Problem:
I've a situation where IPSEC server and the target server (Say http server) happens to be the same machine and I need allow ONLY the traffic coming through IPSEC server to have access to a the port where my application is running and block everyone else on that port.
More details:
- Setup looks like this: (Host A) <—-IPSEC VPN TUNNEL–> (Host B (Linux) where application running on port XXXX).
- There is no additional IPSEC gateway or firewall involved.
- Host B has public ip address(static).
- Host A initiates the connection and VPN tunnel gets established.
- When I logged the traffic coming to port XXXX after ipsec decryption, it looked like any normal packet and had src set to 'host A's ip address' and dst set to 'Host B's ip address' and since the packet is targeted to Host B, POSTROUTING rules wouldn't apply to it after ipsec processing.

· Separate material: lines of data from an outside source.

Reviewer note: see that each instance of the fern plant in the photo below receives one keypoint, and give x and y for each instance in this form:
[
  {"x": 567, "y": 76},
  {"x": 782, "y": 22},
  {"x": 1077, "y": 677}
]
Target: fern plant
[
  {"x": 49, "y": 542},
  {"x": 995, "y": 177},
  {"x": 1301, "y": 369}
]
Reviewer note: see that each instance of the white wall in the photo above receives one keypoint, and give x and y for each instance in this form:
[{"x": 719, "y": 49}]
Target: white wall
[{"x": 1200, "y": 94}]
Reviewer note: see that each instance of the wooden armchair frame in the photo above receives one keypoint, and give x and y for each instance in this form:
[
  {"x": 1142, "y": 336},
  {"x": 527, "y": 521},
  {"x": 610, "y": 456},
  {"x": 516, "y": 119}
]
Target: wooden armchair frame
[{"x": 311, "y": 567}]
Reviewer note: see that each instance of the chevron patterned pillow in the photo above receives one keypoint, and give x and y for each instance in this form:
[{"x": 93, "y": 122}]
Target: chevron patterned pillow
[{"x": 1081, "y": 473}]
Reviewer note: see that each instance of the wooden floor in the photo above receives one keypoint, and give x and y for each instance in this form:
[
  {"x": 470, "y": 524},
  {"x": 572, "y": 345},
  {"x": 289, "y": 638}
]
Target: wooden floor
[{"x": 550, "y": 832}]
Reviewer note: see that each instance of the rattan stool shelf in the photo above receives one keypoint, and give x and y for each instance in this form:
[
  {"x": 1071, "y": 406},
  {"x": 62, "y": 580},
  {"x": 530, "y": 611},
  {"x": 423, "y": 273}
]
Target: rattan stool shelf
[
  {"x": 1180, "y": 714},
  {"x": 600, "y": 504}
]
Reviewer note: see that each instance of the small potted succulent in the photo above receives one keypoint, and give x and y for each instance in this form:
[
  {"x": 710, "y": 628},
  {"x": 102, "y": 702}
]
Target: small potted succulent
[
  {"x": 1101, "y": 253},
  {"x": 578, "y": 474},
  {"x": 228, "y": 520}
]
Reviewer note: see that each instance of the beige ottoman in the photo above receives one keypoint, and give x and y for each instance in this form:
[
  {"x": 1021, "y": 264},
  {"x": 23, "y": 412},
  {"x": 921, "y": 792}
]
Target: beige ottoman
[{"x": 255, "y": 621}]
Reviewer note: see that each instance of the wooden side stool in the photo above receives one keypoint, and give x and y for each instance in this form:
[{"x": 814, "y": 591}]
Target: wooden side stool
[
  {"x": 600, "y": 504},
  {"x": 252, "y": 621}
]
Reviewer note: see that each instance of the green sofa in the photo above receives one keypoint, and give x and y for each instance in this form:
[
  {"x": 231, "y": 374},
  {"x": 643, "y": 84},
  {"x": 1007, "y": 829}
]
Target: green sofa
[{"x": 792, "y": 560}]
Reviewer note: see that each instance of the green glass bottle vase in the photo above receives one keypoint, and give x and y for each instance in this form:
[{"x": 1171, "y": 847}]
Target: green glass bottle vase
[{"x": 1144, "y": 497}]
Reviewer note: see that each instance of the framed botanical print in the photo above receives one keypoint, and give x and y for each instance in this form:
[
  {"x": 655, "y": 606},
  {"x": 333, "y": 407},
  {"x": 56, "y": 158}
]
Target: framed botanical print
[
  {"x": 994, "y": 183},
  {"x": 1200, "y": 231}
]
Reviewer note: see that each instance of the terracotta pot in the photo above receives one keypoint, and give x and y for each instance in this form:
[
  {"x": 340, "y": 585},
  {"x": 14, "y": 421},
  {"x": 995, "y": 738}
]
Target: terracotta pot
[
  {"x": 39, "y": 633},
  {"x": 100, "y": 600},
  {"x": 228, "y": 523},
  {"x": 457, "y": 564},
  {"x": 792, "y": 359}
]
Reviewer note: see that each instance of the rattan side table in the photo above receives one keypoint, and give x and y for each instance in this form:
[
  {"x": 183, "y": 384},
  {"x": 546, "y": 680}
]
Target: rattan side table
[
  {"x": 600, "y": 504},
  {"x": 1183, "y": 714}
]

For now, I've added rule in iptables to accept all traffic on port XXXX:
-A INPUT -p tcp –dport XXXX -s 0.0.0.0/0 -j ACCEPT
While this gets things moving, port XXXX is open to the world and that is dangerous.
Any idea how can I work it through ipsec configuration or iptables rules or in any other way to achieve the goal where ONLY traffic coming out of ipsec end point have access to XXXX ?
Few thoughts in my mind:
- Is is possible to identify the TCP packets that leave the IPSEC end point and have a rule in iptables to allow only those packets to reach port XXXX ?
- Is it possible to have some iptable/ipsec config to skip the INPUT rules after ipsec processing? this way I can have iptable rule to drop all packets to XXXX port and packets coming out of ipsec won't be affected.
- May be create a virtual interface on host B and route IPSEC traffic through that and allow access to port XXXX only from that virtual interface?
- Worst case, I will end up having ipsec server (Host B) and the application server (Host C) running on different machines and allow traffic to port XXXX on Host C ONLY from Host B.
I've tried the solution @With iptables, match packets arrived via IPSEC tunnel but it didn't work as I guess the mentioned policy applies to packets reaching to IPSEC, not for the packet that leaves IPSEC ?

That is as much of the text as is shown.